Recently, thanks to the resourcefulness of Leo Lastimosa in his program “Arangkada” over DYAB Teleradyo, a lot of information about “Bato-Balani sa Gugma” surfaced with studies and old documents as sources. The more popular name of the song is “Gozos” – gozo was a popular song form in Spain in honor of the Blessed Virgin which was used since the 5th century and was brought to the Philippines by the missionary friars.
“Bato-Balani sa Gugma” is a song of pasalamat (thanksgiving) for all the blessings and pangilaba (supplication) for more graces to cope with problems, illness and other obstacles. The word pangilaba is in the original text and this means a more profound prayer that the supplicant is almost in tears in expressing his/her petition. The lyrics are historical as they give an account of how the Christian faith was brought to the islands. It even mentions the expedition of Legazpi and the Spanish soldier who found the burned image of the Santo Niño from the ruins of Pasil after it was burned.
In 1985, the hymn “Bato-Balani sa Gugma” became institutionalized after the council meeting was held by the Archdiocese of Cebu to brainstorm on how to make the celebration of the feast of Santo Niño more meaningful and lasting. The feast of Santo Niño was then celebrated with a mass, and after the mass people just left and only the candle dancers performed the petitions of the devotees. By that time, the Sinulog festival, the street dancing component of the fiesta, was on its fifth year. People’s attention was more focused on the street dancing and less on the religious dimension of the fiesta.
It was agreed that there be a ritual – waving of the hand – while singing the gozos. The music of “Bato-Balani” soothes and lifts the soul, enhanced by the beautiful strains of the harp and the soulful rendition of the choir. There is no known composer of the song but definitely he was a Sugbuanon who was so inspired by his faith.
The rendition we hear today was arranged and recorded by Mr. Elvis Sommosot, a member of the popular singing group in Cebu in the 1980’s and 1990’s called SAKDAP. This rendition would come down in history as the official song of the Feast of Santo Niño.
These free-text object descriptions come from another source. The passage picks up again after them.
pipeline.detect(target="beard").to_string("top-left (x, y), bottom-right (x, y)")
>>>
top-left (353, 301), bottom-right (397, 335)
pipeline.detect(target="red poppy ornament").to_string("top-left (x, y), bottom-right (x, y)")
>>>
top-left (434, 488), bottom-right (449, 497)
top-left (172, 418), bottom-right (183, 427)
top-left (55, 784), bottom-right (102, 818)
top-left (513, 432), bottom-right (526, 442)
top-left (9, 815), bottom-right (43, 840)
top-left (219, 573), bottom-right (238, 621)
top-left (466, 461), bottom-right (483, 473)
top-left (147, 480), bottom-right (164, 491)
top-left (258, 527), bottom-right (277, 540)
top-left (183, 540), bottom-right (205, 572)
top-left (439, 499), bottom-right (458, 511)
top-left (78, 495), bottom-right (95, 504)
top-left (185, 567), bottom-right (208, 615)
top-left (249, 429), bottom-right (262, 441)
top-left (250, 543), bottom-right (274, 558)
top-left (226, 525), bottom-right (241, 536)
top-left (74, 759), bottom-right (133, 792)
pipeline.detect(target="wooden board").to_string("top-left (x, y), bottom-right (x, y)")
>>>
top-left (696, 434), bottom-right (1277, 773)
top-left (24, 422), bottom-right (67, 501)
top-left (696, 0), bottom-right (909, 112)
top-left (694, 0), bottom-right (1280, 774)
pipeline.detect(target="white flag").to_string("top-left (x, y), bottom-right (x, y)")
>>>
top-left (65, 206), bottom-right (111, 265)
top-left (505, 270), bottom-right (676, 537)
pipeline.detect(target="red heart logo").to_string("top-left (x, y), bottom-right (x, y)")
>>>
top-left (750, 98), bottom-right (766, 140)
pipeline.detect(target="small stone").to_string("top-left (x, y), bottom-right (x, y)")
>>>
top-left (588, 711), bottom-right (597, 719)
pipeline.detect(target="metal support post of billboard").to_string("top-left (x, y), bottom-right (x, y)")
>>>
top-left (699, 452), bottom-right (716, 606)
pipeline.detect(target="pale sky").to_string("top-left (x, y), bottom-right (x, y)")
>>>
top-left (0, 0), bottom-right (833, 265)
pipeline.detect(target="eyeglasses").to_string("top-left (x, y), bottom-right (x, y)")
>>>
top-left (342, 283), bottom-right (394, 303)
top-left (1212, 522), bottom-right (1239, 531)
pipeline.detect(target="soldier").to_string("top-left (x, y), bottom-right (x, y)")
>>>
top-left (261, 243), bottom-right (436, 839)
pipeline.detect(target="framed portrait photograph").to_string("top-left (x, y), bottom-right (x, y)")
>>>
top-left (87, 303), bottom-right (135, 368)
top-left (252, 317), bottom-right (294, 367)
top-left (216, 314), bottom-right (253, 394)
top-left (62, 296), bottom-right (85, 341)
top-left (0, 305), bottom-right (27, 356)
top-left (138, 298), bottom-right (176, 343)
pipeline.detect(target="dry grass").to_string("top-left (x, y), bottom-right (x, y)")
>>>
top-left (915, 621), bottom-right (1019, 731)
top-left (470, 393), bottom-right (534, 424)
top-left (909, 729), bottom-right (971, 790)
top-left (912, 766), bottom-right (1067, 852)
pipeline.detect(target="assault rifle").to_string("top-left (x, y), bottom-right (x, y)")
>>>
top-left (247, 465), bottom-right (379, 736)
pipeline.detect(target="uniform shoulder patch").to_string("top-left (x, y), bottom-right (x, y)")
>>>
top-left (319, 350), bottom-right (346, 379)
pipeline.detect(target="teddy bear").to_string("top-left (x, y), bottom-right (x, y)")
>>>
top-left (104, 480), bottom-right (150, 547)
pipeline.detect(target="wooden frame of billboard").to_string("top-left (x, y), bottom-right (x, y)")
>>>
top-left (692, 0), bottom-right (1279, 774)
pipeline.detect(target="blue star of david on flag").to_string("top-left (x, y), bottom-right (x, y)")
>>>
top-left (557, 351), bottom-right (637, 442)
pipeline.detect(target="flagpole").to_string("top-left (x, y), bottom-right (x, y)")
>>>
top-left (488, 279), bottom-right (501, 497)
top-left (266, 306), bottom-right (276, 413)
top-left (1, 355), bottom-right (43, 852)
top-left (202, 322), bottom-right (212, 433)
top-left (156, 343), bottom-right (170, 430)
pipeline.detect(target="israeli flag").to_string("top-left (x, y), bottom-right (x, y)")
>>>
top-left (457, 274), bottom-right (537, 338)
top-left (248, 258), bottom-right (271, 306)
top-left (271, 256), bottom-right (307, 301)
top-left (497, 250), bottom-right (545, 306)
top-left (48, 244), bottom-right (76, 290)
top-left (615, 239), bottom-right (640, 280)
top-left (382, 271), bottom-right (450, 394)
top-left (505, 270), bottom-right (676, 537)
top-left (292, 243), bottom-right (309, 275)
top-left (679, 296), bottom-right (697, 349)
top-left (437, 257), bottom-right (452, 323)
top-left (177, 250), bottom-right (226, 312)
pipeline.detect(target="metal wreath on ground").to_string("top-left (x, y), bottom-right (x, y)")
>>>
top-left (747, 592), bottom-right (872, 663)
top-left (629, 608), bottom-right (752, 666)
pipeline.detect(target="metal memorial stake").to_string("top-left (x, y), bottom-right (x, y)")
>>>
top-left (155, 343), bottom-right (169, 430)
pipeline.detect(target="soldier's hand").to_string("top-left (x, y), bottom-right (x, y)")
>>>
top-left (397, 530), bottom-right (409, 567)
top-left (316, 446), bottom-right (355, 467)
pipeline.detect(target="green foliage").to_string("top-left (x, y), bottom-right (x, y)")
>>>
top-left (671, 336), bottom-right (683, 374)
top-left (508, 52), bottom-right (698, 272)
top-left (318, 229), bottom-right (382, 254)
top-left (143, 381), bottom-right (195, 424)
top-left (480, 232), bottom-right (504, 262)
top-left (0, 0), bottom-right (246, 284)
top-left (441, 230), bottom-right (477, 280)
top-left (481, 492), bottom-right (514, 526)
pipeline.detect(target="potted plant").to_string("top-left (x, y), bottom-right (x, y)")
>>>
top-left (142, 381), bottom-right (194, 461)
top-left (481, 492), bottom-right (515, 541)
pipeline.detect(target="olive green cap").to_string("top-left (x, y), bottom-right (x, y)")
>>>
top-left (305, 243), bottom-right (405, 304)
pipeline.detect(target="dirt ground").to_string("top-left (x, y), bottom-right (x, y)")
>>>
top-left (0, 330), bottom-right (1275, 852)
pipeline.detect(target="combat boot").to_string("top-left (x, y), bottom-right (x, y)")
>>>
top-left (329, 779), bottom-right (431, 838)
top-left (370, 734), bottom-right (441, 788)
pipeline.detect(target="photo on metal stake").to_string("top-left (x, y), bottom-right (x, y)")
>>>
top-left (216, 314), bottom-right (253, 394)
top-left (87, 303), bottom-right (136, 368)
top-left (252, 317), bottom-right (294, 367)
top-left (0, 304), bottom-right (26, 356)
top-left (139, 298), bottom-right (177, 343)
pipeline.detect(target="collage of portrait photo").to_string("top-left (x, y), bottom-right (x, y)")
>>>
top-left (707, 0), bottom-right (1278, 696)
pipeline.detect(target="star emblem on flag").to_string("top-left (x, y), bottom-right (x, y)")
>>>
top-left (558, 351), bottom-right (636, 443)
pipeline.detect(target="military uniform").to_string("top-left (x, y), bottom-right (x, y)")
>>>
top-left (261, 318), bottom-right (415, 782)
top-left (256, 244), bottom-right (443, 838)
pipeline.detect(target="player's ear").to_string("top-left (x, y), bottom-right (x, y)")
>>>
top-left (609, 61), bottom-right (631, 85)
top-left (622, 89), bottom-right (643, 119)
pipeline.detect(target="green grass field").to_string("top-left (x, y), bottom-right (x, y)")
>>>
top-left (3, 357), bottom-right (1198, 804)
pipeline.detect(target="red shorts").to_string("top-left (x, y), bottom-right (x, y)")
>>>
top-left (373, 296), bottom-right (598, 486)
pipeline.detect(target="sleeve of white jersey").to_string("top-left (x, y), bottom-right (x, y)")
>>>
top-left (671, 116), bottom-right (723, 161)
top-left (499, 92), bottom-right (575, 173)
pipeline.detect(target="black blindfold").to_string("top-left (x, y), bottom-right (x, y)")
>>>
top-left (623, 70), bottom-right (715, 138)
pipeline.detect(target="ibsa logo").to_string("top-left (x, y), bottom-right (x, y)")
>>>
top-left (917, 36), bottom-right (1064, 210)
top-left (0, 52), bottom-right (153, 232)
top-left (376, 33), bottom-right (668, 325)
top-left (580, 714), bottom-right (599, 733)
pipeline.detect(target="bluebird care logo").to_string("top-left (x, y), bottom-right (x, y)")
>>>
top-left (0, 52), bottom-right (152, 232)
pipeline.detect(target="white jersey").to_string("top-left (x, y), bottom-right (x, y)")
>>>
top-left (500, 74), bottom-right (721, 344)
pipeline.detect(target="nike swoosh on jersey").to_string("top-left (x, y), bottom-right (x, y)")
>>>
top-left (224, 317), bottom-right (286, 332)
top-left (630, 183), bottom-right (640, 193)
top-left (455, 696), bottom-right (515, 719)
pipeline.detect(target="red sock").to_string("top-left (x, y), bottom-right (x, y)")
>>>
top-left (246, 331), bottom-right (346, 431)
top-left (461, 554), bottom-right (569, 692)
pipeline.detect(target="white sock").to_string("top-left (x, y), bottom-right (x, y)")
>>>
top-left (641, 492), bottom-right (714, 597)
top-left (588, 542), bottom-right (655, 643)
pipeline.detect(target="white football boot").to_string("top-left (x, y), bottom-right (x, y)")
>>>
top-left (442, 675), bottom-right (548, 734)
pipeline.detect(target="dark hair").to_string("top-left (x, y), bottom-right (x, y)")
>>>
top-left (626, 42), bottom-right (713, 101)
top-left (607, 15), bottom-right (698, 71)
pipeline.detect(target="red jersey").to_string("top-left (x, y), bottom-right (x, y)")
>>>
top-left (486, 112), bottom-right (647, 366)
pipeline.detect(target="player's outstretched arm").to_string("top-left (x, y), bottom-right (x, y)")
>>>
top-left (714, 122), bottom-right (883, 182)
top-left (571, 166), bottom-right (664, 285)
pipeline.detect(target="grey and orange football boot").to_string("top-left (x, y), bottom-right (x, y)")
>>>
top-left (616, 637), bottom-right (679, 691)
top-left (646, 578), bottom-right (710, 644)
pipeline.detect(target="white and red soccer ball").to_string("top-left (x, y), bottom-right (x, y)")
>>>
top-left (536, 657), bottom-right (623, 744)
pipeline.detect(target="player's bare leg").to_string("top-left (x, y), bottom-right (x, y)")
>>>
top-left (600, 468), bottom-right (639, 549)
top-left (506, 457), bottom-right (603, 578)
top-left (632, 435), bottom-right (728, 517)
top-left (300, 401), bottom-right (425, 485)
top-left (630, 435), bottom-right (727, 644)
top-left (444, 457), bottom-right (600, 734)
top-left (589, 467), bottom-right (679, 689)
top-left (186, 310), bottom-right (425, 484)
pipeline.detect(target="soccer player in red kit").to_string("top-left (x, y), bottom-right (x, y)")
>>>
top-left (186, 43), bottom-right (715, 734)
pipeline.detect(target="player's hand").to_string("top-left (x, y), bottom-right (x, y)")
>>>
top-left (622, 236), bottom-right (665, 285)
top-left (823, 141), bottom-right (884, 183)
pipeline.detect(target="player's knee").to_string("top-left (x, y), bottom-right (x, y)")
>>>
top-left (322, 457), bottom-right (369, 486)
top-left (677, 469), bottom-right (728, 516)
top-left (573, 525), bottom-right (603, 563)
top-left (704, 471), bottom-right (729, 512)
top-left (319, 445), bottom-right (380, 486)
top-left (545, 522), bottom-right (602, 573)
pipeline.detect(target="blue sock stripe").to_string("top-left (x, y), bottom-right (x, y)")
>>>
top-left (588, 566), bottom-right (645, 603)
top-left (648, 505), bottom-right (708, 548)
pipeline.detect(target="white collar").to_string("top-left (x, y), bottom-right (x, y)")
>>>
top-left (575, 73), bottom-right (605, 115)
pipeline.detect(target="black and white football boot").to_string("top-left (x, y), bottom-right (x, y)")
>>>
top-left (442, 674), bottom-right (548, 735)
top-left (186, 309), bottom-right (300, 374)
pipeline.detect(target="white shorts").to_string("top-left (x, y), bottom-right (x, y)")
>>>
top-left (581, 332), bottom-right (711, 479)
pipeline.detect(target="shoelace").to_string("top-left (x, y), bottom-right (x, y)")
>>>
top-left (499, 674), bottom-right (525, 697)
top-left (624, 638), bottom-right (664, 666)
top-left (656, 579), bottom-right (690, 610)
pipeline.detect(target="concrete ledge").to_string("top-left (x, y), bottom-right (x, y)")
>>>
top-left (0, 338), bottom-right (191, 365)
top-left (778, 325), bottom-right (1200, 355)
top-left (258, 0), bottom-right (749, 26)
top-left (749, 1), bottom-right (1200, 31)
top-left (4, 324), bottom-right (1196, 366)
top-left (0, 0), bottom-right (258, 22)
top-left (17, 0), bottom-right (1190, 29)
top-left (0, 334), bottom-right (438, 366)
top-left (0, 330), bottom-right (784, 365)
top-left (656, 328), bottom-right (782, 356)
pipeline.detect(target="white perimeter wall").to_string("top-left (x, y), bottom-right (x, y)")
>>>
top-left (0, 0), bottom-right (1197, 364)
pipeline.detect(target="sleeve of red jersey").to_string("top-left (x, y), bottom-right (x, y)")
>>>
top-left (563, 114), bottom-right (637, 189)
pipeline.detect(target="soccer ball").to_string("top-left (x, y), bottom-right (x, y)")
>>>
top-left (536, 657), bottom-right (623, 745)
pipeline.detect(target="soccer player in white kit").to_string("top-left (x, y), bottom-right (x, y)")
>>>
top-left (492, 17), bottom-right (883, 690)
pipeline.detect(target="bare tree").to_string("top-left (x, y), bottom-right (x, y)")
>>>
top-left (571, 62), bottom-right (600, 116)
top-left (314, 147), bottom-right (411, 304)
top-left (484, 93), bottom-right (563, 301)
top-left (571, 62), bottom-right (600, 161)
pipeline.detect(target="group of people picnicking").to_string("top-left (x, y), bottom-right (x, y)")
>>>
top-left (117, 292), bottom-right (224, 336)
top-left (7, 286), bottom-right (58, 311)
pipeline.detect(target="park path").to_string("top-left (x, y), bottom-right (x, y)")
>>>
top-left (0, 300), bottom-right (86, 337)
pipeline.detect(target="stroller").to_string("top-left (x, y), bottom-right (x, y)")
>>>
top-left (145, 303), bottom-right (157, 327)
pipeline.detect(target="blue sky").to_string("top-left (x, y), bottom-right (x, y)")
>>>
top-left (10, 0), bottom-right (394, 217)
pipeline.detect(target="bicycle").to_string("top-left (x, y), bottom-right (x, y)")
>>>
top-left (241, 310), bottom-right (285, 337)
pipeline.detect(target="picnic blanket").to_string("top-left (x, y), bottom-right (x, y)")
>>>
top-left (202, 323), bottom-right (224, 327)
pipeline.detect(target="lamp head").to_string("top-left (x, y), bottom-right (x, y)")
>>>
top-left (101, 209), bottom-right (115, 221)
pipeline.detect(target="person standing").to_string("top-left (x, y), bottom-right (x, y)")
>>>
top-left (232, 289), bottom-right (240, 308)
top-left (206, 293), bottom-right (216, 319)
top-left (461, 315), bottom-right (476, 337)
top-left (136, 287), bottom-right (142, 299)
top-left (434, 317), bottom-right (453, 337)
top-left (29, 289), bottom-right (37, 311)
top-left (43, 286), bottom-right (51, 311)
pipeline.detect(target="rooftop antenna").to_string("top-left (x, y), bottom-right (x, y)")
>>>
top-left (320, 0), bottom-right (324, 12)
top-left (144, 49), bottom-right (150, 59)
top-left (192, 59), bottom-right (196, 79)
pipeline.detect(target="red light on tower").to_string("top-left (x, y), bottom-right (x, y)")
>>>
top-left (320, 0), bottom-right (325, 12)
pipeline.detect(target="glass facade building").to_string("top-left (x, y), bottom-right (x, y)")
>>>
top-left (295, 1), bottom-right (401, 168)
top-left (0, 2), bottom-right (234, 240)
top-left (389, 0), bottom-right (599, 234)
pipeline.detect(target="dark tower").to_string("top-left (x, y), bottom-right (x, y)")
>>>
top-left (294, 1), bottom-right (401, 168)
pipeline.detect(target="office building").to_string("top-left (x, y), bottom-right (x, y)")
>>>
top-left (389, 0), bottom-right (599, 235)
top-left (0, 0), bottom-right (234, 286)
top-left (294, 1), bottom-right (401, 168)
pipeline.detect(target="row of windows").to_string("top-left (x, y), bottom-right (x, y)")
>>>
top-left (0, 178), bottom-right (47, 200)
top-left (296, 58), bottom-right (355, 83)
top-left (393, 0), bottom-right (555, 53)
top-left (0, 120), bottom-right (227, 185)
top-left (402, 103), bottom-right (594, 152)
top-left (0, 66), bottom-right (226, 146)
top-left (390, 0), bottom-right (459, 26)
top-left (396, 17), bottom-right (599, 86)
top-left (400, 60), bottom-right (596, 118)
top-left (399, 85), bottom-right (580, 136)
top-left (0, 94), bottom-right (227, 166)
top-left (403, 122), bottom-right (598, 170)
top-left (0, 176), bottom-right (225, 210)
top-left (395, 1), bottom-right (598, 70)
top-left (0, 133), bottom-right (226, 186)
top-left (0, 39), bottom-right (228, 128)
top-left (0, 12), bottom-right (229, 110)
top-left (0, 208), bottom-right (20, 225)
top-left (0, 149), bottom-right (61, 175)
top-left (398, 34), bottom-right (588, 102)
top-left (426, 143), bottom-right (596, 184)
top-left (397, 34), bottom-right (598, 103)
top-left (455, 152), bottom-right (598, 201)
During the concluding mass of the 51st International Eucharistic Congress at the SRP grounds in January 2016, the refrain of the gozos “Bato-Balani sa Gugma” was used as the response in the Prayers of the Faithful with everyone waving their hands while singing the refrain including Cardinal Tagle and the other foreign participants. It was very touching to watch a million faithful praying and singing, surrounded by the mountains and the sea.
I met Elvis Sommosot in 1991 when he graced my culminating activity with the fourth year high school Social Studies class in UP Cebu High School as one of the judges of the protest song contest in the concert dubbed “Peace Perspectives.” The concert was a form of protest of the ongoing Gulf War.
His presence challenged and excited the senior high students. I thank and congratulate Elvis for this beautifully arranged and recorded rendition of “Bato-Balani sa Gugma.” I hope he would do more arrangements and recording for the coming quincentennial of the coming of Christianity in the Philippines in 2021.
While we have “Bato-Balani sa Gugma” to help us reflect the spiritual dimension of the feast of Santo Niño, we have more Sinulog music to add to the beat and the pulse of the festival wherever we go. For this, we are so blessed to have all this music and on our part let us honor these blessings by our proper behavior.